Ayrıca bakınız: CISO’ların Krizi Atlatmalarına Yönelik 10 Kemer Sıkma İpucu
Silikon Vadisi devi, Salı günü, CVE-2024-0519 olarak takip edilen güvenlik açığı hakkında çok az ayrıntı veren bir danışma belgesinde, bunun V8 JavaScript işleme motorunda bir sınır dışı bellek erişim kusuru olduğunu söylemek dışında sınırlı ayrıntıları açıkladı.
Yüksek önem derecesine sahip sıfır gün, uzaktaki bir saldırganın hazırlanmış kötü amaçlı bir HTML sayfası kullanarak yığın bozulmasından yararlanmasına olanak tanıyabilir.
Microsoft, mevcut sıfır gün istismarının farkında olduğunu ve Edge tarayıcısı için Chromium açık kaynak kodunu temel alan bir yama geliştirdiğini söyledi. Kullanıcıların Edge tarayıcısının gelişmiş güvenlik modu özelliğini tercih etmeleri önerildi.
Microsoft, “alışılmadık sitelere daha koruyucu güvenlik ayarlarını otomatik olarak uygulayarak saldırı riskini azaltmaya yardımcı olan ve siz gezinmeye devam ettikçe zaman içinde uyum sağlayan” “derinlemesine savunma” yaklaşımını izleyen bir dizi gelişmiş güvenlik özelliği tasarladı.
Ağustos ayı itibarıyla Chrome web tarayıcısının dünya çapındaki pazar payı kabaca yarı yarıya olurken, Edge yaklaşık %8’lik bir pazar payına sahip oldu.

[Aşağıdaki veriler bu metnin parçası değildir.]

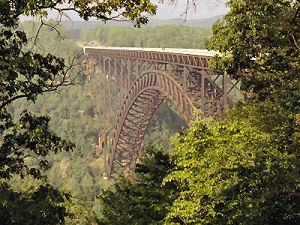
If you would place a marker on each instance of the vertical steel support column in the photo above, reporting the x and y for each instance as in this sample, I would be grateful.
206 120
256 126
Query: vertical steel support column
105 115
185 75
116 88
225 97
121 82
202 92
109 87
129 71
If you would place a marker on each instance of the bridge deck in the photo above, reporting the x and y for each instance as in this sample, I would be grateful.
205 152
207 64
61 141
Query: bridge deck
196 52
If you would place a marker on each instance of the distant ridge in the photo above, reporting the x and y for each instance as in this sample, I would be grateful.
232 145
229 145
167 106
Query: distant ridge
78 25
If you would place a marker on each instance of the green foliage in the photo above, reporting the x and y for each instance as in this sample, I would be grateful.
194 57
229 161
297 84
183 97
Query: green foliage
140 199
238 171
170 36
26 139
242 169
259 43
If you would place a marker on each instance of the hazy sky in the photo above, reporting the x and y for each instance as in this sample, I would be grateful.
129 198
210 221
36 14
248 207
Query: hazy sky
203 10
166 11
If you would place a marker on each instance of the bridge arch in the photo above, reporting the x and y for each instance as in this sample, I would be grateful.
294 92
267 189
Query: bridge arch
145 95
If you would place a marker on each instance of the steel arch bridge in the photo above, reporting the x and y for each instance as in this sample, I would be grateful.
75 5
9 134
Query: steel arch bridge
143 77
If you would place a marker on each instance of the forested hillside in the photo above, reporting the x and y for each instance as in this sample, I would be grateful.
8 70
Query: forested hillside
74 113
171 36
241 167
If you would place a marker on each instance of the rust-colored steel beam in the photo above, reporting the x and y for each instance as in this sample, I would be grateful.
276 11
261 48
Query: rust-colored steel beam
182 59
185 79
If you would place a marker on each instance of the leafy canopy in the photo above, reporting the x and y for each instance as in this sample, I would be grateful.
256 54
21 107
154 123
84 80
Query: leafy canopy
26 74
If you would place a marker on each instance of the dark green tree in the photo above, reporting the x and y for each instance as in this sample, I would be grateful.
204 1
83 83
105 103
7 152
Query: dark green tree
243 169
140 198
27 75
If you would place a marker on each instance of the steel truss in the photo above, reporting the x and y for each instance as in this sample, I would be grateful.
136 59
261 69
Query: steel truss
146 78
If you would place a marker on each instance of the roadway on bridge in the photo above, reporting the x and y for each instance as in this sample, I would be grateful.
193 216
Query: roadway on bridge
202 52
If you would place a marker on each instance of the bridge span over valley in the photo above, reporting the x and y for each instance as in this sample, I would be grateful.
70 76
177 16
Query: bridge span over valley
141 78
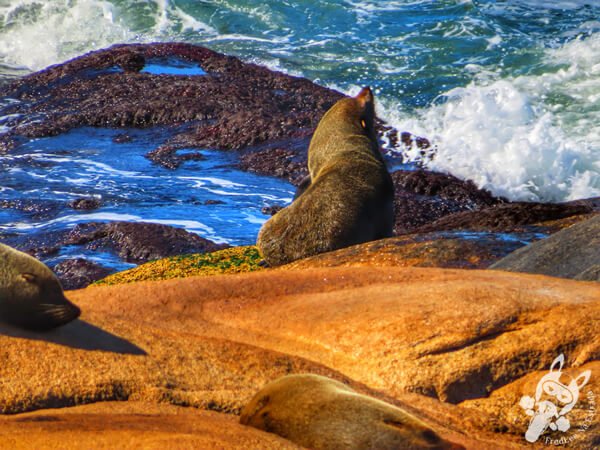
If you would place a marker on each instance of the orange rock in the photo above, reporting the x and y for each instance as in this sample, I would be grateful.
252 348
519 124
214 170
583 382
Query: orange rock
431 341
132 425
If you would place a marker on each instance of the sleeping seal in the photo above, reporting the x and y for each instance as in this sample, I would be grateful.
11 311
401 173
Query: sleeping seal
30 294
323 414
349 197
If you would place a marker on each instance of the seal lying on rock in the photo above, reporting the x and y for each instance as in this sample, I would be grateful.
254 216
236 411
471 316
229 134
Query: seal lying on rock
30 294
350 199
324 414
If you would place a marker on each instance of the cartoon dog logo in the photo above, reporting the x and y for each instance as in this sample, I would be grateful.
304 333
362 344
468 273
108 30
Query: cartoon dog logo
558 400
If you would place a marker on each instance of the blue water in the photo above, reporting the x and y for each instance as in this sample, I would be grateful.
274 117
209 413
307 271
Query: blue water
86 163
508 91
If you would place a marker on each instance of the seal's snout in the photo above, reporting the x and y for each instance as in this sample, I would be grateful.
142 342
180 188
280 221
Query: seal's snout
365 95
47 316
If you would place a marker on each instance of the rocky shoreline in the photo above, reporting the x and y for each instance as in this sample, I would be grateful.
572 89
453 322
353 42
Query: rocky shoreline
394 319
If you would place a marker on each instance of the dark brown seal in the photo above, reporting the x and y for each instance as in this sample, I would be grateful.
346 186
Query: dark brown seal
30 294
323 414
349 198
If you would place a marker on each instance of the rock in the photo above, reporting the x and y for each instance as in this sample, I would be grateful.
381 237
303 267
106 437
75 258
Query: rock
288 163
420 250
132 425
571 253
507 217
78 272
138 241
37 210
235 105
422 197
229 260
85 204
122 138
271 210
455 348
130 62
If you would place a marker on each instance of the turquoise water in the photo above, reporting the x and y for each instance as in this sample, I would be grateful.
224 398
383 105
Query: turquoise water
508 91
86 163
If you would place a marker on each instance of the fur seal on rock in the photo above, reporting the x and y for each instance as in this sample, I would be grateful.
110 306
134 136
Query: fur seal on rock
323 414
30 294
349 198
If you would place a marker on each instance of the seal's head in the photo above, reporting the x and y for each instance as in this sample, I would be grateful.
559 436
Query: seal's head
30 294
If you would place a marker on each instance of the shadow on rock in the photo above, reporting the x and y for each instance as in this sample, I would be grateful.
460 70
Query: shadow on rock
78 334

Kusur, Google’ın C++ dilinde yazılmış açık kaynaklı JavaScript ve WebAssembly motoru V8’dedir. Bu motor, JavaScript kodunu doğrudan makine koduna (CPU’ların anlayabileceği dijital bir dil) çevirir, böylece bilgisayarlar çevrilmiş veya derlenmiş kodu çalıştırabilir. V8, Google Chrome, Brave, Opera, Vivaldi ve Microsoft Edge’de yaygın olarak kullanılmaktadır.
Bilgisayar korsanları 2023’te V8 motorunu da hedef aldı. Google, geçen yıl iki V8 sıfır gününü (CVE-2023-3079 ve CVE-2023-2033) yamaladı.